JAKARTA, SUMUTPOS.CO – Pelayanan Perusahaan Listrik Negara (PLN) di Sumatera Utara masih belum sempurna. Meski demikian, masyarakat harus siap-siap merogoh kocek lebih dalam untuk membayar tagihan listrik. Hal itu terkait rencana pemerintah yang akan memberlakukan kenaikan tarif listrik mulai 1 Juli 2014 mendatang.
Menteri Energi dan Sumber Daya Mineral (ESDM) Jero Wacik mengatakan, kenaikan tarif listrik tersebut akan diberlakukan pada pelanggan rumah tangga, industri, hingga pemerintah. “Khusus pelanggan rumah tangga kecil (dengan daya) 450 VA dan 900 VA, tarifnya tidak akan naik,” ujarnya saat rapat dengan Badan Anggaran DPR kemarin (3/6).
Menurut Jero, kenaikan tarif listrik harus dilakukan untuk mengurangi beban subsidi listrik. Dalam APBN Perubahan 2014, jatah subsidi listrik diperkirakan bakal mencapai Rp107,1 triliun, naik 50 persen dibanding pagu anggaran yang dipatok dalam APBN 2014 sebesar Rp71,4 triliun. Angka subsidi Rp107,1 triliun itu dibuat dengan asumsi kenaikan tarif listrik pada beberapa pelanggan. “Dengan kenaikan itu, potensi penghematan subsidinya Rp8,5 triliun,” katanya.
Dalam rencana Kementerian ESDM, kenaikan akan diberlakukan pada enam kelompok. Pertama, pelanggan rumah tangga dengan daya 1.300 VA yang tarifnya saat ini Rp979 per Kwh, akan naik sebesar rata-rata 11,36 persen setiap dua bulan sekali (1 Juli, 1 September, dan 1 November).

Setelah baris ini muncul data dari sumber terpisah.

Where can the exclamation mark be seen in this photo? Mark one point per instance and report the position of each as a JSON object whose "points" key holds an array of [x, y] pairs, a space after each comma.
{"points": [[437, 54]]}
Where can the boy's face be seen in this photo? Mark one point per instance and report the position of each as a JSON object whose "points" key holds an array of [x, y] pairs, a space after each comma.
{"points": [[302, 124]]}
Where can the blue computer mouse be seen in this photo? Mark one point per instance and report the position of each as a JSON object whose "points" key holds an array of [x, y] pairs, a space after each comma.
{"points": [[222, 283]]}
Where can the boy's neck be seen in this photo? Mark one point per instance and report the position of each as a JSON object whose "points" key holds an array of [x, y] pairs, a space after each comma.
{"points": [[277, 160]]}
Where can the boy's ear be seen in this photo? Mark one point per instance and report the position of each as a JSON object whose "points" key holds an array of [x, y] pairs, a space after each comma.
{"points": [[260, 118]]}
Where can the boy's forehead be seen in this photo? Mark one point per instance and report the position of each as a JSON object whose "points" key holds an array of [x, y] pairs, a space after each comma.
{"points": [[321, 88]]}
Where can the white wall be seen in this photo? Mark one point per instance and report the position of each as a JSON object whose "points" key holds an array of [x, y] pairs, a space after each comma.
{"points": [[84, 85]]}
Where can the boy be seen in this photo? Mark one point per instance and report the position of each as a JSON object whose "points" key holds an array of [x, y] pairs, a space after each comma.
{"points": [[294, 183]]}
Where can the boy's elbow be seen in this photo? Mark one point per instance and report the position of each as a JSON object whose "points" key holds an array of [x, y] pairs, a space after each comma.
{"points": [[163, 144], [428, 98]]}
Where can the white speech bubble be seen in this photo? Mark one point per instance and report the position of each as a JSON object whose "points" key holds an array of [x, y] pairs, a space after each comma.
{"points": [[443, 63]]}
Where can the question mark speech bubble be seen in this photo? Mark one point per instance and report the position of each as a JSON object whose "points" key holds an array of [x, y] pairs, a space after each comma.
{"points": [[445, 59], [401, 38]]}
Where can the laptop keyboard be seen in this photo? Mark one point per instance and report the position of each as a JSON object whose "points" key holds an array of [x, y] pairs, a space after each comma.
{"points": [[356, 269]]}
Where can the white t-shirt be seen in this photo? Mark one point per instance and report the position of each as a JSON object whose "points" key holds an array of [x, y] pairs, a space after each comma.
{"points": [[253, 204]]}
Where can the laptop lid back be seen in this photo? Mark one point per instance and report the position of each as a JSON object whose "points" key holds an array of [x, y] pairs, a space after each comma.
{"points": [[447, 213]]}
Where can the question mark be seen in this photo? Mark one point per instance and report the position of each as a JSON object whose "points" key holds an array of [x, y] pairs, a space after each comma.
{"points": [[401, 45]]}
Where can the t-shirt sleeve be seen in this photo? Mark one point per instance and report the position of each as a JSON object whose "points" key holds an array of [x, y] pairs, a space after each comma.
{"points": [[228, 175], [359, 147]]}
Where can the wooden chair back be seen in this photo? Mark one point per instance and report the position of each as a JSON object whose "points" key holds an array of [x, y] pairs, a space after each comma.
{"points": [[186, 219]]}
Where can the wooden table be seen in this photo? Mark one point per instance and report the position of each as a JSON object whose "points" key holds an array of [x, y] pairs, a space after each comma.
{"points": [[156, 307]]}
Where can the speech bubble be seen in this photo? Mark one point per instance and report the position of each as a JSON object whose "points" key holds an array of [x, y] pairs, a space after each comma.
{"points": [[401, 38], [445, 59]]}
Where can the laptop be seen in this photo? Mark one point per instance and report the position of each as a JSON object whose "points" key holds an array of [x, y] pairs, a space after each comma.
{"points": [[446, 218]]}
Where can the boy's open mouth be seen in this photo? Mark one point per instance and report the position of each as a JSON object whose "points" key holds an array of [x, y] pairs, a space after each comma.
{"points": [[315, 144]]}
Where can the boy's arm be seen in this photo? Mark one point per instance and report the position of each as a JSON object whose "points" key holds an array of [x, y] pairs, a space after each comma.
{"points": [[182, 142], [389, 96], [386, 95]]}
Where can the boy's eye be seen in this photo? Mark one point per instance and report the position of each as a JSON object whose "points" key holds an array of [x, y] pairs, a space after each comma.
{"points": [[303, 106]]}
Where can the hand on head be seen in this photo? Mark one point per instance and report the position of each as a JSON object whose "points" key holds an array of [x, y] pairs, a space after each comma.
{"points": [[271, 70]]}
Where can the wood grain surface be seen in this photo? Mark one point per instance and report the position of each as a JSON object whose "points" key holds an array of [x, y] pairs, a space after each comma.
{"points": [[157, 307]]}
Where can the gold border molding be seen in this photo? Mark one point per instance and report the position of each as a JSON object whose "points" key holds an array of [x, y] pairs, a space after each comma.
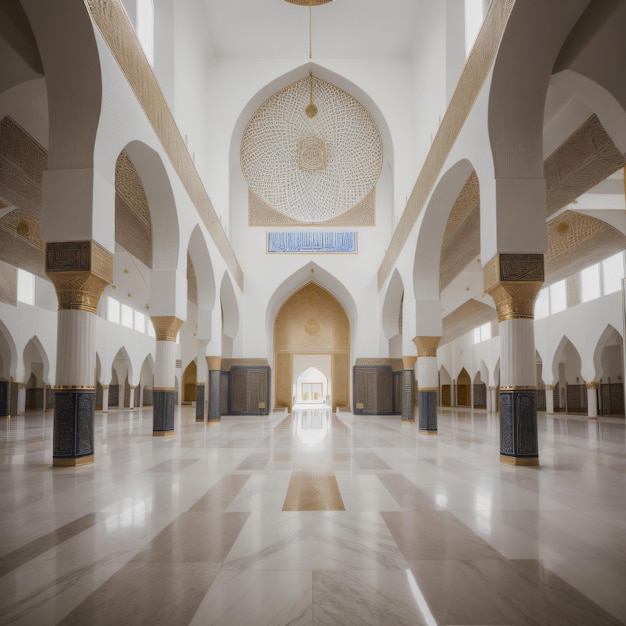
{"points": [[166, 327], [426, 346]]}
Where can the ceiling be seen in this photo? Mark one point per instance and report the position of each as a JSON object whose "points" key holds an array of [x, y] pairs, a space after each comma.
{"points": [[340, 29]]}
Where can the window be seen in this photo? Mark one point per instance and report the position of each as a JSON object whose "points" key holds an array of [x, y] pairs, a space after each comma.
{"points": [[612, 273], [25, 287], [473, 21], [145, 27], [542, 304], [127, 316], [558, 297], [113, 310], [590, 283]]}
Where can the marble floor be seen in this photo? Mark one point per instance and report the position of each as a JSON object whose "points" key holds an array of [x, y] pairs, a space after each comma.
{"points": [[313, 518]]}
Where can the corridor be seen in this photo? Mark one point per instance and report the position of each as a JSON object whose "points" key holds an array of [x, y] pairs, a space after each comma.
{"points": [[313, 518]]}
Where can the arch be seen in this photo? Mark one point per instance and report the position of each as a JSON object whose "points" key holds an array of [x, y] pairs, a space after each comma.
{"points": [[392, 306], [203, 268], [230, 308], [311, 386], [8, 354], [521, 73], [426, 264], [610, 337], [309, 272], [312, 322]]}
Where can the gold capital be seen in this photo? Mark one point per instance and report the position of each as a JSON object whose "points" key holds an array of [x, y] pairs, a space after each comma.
{"points": [[426, 345], [79, 271], [513, 281], [166, 327]]}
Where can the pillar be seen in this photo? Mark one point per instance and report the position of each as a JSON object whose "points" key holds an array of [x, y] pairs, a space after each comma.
{"points": [[202, 373], [549, 399], [592, 400], [79, 271], [513, 281], [5, 390], [21, 398], [427, 382], [164, 394], [105, 398], [408, 388], [215, 379]]}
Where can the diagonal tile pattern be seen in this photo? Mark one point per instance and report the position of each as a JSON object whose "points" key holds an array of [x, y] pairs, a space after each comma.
{"points": [[337, 520]]}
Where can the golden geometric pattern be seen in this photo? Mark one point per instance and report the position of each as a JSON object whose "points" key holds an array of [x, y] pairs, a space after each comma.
{"points": [[261, 214], [470, 83], [585, 159], [119, 34], [311, 321], [311, 169]]}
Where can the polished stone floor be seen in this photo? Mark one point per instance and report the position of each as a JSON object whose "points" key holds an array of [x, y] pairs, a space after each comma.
{"points": [[313, 518]]}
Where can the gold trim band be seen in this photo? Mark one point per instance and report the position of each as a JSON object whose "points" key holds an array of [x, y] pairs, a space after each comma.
{"points": [[73, 462], [519, 460]]}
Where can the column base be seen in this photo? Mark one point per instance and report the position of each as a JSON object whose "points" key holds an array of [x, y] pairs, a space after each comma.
{"points": [[427, 410], [73, 462], [519, 460]]}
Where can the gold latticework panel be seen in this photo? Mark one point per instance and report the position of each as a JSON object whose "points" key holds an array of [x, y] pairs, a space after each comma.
{"points": [[118, 32], [306, 185], [576, 241], [261, 214], [311, 320], [464, 319], [470, 83]]}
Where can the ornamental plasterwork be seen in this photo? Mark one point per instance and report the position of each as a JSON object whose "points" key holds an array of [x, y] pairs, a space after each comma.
{"points": [[310, 170]]}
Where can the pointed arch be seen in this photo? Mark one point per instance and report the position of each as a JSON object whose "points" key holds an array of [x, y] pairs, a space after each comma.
{"points": [[392, 306]]}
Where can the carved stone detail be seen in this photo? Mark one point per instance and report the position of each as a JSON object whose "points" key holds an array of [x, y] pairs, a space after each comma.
{"points": [[80, 271], [426, 346], [166, 327]]}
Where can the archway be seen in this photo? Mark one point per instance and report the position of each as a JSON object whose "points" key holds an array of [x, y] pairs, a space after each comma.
{"points": [[312, 323]]}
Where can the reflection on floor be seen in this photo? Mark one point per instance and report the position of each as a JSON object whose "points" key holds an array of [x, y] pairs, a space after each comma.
{"points": [[313, 519]]}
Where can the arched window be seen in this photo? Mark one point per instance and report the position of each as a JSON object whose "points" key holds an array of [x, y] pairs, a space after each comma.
{"points": [[145, 27]]}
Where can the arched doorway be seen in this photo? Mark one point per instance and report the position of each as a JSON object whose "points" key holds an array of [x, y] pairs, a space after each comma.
{"points": [[310, 324]]}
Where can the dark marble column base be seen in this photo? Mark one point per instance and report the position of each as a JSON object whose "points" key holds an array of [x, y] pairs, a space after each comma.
{"points": [[200, 403], [74, 410], [518, 427], [408, 395], [427, 411], [163, 411]]}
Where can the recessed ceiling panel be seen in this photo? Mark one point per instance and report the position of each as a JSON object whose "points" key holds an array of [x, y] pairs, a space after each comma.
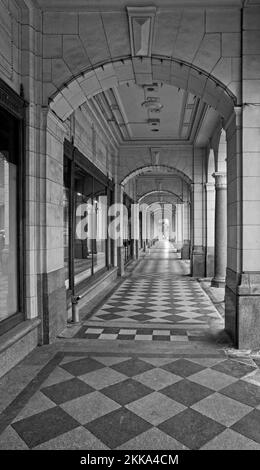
{"points": [[142, 121]]}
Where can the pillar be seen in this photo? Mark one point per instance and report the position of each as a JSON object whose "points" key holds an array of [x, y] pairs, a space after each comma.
{"points": [[135, 229], [179, 226], [198, 261], [118, 240], [210, 227], [185, 252], [220, 230]]}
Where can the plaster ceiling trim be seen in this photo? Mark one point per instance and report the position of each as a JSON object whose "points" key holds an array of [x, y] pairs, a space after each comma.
{"points": [[163, 192]]}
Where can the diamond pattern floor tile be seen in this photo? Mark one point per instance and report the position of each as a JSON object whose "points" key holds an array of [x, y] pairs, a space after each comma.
{"points": [[118, 427]]}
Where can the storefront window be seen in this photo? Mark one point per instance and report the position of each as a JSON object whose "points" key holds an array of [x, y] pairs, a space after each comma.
{"points": [[100, 226], [66, 214], [85, 224], [8, 219], [83, 243]]}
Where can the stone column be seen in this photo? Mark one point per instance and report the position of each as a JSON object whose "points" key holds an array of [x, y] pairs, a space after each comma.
{"points": [[210, 225], [119, 251], [135, 229], [179, 226], [220, 230], [185, 252]]}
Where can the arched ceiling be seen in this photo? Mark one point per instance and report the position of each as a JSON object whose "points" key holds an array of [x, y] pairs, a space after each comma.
{"points": [[101, 51], [156, 170]]}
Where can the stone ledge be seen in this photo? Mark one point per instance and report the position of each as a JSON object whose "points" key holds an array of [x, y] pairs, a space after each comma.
{"points": [[99, 281], [17, 343], [17, 333]]}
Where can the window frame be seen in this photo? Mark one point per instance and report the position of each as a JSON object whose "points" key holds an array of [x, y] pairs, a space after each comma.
{"points": [[14, 106]]}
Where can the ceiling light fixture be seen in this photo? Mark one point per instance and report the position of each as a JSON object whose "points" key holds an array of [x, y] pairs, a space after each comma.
{"points": [[152, 104]]}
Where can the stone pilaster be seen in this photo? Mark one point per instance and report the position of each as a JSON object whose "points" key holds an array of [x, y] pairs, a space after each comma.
{"points": [[210, 228], [220, 230]]}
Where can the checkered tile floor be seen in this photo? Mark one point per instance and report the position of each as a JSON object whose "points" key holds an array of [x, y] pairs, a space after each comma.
{"points": [[138, 334], [108, 402], [154, 301], [167, 300]]}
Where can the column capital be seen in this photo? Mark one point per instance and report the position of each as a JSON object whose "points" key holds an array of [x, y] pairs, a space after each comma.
{"points": [[220, 180], [210, 186]]}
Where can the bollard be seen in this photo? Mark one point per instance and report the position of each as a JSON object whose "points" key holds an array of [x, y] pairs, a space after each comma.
{"points": [[75, 309]]}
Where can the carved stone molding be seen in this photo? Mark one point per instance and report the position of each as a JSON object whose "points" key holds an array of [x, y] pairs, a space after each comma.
{"points": [[141, 24]]}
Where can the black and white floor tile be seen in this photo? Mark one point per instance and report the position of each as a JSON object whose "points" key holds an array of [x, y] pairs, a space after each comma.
{"points": [[116, 402]]}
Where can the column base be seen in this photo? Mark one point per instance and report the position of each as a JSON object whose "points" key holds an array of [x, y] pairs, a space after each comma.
{"points": [[185, 251], [242, 302], [218, 282], [198, 261], [210, 262], [52, 305]]}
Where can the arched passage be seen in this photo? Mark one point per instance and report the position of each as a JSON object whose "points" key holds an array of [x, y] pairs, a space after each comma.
{"points": [[147, 70]]}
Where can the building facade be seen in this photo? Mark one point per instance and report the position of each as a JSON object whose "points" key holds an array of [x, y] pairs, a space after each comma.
{"points": [[104, 103]]}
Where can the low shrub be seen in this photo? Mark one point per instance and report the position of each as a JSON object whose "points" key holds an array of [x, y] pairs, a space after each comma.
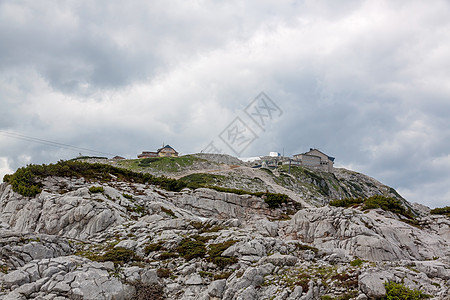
{"points": [[191, 249], [387, 203], [223, 275], [167, 255], [168, 211], [215, 254], [346, 202], [441, 211], [275, 200], [23, 182], [153, 247], [163, 273], [356, 262], [118, 255], [397, 291], [148, 291], [306, 247]]}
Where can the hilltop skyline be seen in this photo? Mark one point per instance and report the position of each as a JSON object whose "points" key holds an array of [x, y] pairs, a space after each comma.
{"points": [[363, 81]]}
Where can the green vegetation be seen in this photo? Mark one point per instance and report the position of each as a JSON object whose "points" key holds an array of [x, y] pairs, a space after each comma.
{"points": [[389, 204], [198, 180], [357, 262], [441, 211], [127, 196], [167, 255], [23, 182], [223, 275], [26, 180], [168, 211], [118, 255], [191, 249], [153, 247], [275, 200], [4, 269], [201, 180], [397, 291], [163, 273], [306, 247], [304, 175], [148, 291], [166, 164], [346, 202], [205, 227], [96, 189], [215, 251]]}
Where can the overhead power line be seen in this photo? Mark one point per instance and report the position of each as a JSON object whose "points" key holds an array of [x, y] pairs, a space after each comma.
{"points": [[50, 143]]}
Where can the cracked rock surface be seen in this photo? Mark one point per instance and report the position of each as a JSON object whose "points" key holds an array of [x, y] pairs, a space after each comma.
{"points": [[134, 239]]}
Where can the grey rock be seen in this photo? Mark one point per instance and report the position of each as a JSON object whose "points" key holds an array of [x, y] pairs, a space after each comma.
{"points": [[194, 279], [128, 244], [149, 277], [296, 294], [216, 288], [371, 283]]}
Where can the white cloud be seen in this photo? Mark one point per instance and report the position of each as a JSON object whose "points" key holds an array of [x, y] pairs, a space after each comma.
{"points": [[4, 167], [365, 81]]}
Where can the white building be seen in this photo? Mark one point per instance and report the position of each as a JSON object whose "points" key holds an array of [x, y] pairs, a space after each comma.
{"points": [[315, 159]]}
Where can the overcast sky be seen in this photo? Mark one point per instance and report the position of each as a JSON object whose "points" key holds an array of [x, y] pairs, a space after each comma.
{"points": [[367, 82]]}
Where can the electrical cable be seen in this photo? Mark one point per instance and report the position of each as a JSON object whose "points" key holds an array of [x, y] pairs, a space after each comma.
{"points": [[50, 143]]}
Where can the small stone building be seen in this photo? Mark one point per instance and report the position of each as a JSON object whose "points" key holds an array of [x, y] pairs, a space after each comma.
{"points": [[315, 159], [147, 154]]}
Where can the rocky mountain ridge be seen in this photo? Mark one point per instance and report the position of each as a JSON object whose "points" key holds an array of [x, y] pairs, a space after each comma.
{"points": [[89, 238]]}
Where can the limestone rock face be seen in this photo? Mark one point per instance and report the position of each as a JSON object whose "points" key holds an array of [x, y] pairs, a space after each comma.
{"points": [[74, 214], [367, 235], [125, 242], [71, 277]]}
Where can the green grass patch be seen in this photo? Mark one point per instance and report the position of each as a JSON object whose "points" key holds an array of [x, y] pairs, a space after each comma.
{"points": [[190, 249], [441, 211], [118, 255], [357, 262], [397, 291], [168, 164], [26, 180], [168, 212], [215, 251], [127, 196], [163, 273], [96, 189], [346, 202]]}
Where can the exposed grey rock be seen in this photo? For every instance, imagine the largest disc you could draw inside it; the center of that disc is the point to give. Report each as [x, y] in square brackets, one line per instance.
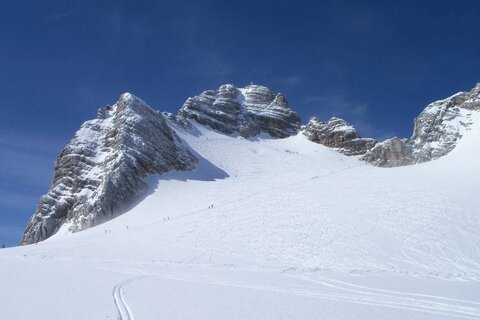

Kedua, pelanggan rumah tangga 2.200 VA yang tarifnya saat ini Rp 1.004 per Kwh, bakal meningkat 10,43 persen tiap dua bulan sekali. Ketiga, pelanggan rumah tangga 3.500 – 5.500 VA yang tarifnya saat ini Rp1.145 per Kwh, akan naik 5,70 persen tiap dua bulan.
Keempat, pelanggan industri I-3 dengan daya 201 – 30.000 kVA non go public yang tarifnya saat ini Rp 803 per Kwh, akan naik 11,57 persen tiap dua bulan. Kelima, pelanggan pemerintah dengan daya di atas 200 kVA yang tarifnya saat ini Rp947 per Kwh akan naik 5,36 persen tiap dua bulan. Keenam, tarif penerangan jalan umum yang saat ini Rp997 per Kwh bakal meningkat 10,69 persen tiap dua bulan.
Jero menyebut, kenaikan tarif listrik tersebut merupakan kelanjutan dari program pengurangan subsidi sebelumnya. Mulai 1 Mei 2014, pemerintah memang sudah menaikkan tarif listrik beberapa kelompok pelanggan. Misalnya, pelanggan rumah tangga besar dengan daya 6.600 VA ke atas. Lalu pelanggan bisnis skala menengah (6.600 VA – 200 kVA) hingga pelanggan bisnis skala besar (di atas 200 kVA). “Kita ingin adil. (Pelanggan) yang mampu subsidinya kita kurangi, yang tidak mampu tetap kita subsidi,” ucapnya.
Khusus untuk pelanggan industri I-3, lanjut dia, kenaikan tarif juga sudah diberlakukan untuk perusahaan yang sudah go public atau listing di Bursa Efek Indonesia (BEI). Namun, hal itu rupanya memicu protes karena perusahaan go public merasa diperlakukan tidak adil. “Karena itu, 1 Juli nanti, tarif (pelanggan I-3) yang tidak go public juga akan dinaikkan,” jelasnya.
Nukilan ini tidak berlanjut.